In many American cities it can seem like a weekly arts battle: The small art house movie theater trying to steal attention — and audiences — away from the weekend’s big title with the big star. It’s a cinematic war that has led to the rise of an unlikely art house army, a rebellious band of filmmakers, studios, theater owners, and festivals, all committed to defying Hollywood and expecting something more from cinema than opening weekend box office receipts.

For the last 50 years, one of the more recognizable symbols of this army — the flag if you will — has been the black-and-white, two-faced logo of Janus Films. As Martin Scorsese has said, the logo “meant that you were going to see something special, something new, something completely different from anything you’d ever seen before.”

On college campuses across the country, before the untimely deaths of so many film societies, students would file in every week to Janus 101 — their weekly dose of foreign film study. To read through the films, and names, imported by Janus during the 1960s, ’70s, and in years since, makes the company’s mark on America’s cinematic community undeniable — names like Ozu, Herzog, Eisenstein, Truffaut, Renoir, Bergman, De Sica, Carne, Fellini, Kurosawa … the list goes on and on. They are the names that today are found on the syllabus of any freshman film class; together they constitute the foundation of the art form itself.

Recently Janus Films, founded in 1956 by Bryant Haliday and Cyrus Harvey, owners of Cambridge’s Brattle Theater and the 55th Street Playhouse in Manhattan, announced a plan to continue that cinematic education. Beginning Saturday night, in conjunction with the New York Film Festival, and running through October 26, Janus will celebrate its 50th anniversary by screening new 35 mm prints of some 29 titles from its catalogue — a remarkable festival within a festival that, for some, might well eclipse the NYFF program showing down the street.

Most impressive about the Janus retrospective is not the depth, but the breadth of the titles, several of which might be unknown to even the most devout cineastes.The series starts Saturday where most film fans would expect, with the moody love triangle of Truffaut’s “Jules and Jim,” before moving on to the technical perfection of Renoir’s “Rules of the Game,” and the profound morality play of Bergman’s “Seventh Seal.”
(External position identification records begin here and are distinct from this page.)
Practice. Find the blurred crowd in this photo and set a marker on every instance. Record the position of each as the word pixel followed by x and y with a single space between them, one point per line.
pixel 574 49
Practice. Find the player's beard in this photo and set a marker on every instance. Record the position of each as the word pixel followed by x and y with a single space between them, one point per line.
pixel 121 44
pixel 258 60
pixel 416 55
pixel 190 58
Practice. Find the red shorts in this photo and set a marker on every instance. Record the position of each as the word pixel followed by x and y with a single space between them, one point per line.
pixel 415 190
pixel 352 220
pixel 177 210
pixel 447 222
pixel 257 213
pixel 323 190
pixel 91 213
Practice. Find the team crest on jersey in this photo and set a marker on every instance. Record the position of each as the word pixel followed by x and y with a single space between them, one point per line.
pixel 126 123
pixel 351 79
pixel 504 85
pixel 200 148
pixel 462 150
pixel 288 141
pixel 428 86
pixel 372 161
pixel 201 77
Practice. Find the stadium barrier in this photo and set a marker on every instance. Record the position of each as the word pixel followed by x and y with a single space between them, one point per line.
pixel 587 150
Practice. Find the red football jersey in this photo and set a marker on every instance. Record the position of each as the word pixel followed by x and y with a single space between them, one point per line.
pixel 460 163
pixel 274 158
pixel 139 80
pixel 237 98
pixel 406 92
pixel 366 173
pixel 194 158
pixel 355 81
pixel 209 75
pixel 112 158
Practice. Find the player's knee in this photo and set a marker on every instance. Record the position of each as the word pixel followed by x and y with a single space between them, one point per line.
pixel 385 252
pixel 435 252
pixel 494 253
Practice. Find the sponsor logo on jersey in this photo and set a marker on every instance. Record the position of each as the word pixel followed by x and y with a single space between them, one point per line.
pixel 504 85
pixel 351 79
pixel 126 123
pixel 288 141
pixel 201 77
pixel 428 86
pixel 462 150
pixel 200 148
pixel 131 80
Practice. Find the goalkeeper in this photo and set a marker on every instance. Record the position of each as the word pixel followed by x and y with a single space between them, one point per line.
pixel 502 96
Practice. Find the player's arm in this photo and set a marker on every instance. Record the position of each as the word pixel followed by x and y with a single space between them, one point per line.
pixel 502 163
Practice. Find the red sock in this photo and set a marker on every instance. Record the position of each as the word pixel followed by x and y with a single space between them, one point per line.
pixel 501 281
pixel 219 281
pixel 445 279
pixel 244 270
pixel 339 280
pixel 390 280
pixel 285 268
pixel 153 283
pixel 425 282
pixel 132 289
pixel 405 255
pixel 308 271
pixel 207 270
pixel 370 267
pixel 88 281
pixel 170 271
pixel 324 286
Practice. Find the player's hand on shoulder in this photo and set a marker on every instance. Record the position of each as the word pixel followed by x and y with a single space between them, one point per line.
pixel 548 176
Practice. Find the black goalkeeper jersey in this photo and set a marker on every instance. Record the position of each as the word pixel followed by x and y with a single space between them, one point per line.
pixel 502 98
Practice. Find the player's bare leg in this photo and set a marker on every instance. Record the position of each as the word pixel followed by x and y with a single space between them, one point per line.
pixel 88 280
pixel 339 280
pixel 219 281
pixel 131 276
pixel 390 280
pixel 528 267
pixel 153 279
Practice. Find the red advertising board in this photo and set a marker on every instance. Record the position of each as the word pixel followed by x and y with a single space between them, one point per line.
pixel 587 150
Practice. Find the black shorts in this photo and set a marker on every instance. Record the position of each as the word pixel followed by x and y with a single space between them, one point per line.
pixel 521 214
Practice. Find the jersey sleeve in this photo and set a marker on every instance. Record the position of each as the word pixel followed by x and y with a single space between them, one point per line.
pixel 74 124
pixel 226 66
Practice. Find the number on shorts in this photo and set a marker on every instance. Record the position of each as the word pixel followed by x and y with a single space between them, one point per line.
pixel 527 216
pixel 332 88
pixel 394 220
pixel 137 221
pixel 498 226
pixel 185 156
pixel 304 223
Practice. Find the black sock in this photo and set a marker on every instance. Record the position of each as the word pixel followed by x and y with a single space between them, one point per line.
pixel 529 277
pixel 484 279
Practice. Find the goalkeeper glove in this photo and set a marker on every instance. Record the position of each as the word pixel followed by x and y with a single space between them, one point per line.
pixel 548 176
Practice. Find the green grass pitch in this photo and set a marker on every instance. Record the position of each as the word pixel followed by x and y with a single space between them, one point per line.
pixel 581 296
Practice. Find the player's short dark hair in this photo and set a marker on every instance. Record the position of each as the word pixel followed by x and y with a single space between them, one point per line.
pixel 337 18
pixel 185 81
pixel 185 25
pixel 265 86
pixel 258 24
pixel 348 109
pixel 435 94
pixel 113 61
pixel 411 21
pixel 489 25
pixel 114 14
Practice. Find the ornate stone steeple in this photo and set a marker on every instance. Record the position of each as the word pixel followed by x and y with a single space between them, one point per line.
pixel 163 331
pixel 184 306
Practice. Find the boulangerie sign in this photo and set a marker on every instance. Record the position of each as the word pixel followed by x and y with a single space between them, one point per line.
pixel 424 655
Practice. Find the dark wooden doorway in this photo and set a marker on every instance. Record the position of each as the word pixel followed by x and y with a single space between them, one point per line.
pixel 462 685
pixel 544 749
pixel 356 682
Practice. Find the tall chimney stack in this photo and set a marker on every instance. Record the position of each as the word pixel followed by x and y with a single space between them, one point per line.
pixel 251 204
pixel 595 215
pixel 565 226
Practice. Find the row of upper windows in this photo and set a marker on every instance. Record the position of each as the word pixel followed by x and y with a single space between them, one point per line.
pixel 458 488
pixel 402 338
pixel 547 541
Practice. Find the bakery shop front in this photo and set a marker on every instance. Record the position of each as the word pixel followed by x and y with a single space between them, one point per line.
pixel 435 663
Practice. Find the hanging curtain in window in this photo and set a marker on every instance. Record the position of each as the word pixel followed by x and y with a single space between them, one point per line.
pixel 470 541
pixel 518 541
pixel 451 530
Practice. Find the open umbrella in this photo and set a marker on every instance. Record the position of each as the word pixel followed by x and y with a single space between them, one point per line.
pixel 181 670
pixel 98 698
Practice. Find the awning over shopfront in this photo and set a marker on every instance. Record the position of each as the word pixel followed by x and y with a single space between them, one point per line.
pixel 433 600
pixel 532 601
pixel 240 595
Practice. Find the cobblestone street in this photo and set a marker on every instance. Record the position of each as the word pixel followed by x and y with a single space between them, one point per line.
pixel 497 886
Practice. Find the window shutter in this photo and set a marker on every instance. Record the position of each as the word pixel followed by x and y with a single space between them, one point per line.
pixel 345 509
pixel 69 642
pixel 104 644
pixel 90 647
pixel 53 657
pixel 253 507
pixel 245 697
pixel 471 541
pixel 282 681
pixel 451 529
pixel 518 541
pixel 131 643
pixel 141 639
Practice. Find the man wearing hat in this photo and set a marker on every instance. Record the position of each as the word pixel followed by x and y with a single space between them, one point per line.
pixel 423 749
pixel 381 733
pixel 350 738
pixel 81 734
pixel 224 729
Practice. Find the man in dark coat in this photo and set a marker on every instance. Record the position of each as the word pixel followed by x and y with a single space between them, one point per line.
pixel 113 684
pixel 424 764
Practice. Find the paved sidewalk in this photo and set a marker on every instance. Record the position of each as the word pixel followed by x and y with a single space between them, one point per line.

In addition to these conventional classics, Janus has programmed a number of unexpected and underappreciated masterpieces. On Sunday, Roman Polanski’s very first film, “Knife in the Water,” captures the director’s uncanny ability to sustain a sense of dread — a style he would later perfect in “Rosemary’s Baby” and “Chinatown.” On Tuesday, the series highlights an Bergman film that even Bergman fans might not be entirely familiar with: “Monika,” an essential building block of the French New Wave.

Then there are some real surprises, like Kon Ichikawa’s societal drama “The Makioka Sisters,” Carl Theodor Dreyer’s “Day of Wrath” — which is partly about a 17th-century witch hunt and partly about a flawed woman, a flawed church, and tragic sense of justice — and Victor Sjostrom’s 1921 silent, metaphyiscal thriller about the nature of death, “The Phantom Carriage,” complete with a live accompaniment.

It is an unprecedented program — a collection Janus plans to take around the country before delivering it to stores as part of a 50-movie DVD box set. A must-see and a must-buy, it seems the perfect way to celebrate this movie company, this essential cinematic institution, still fighting the good fight.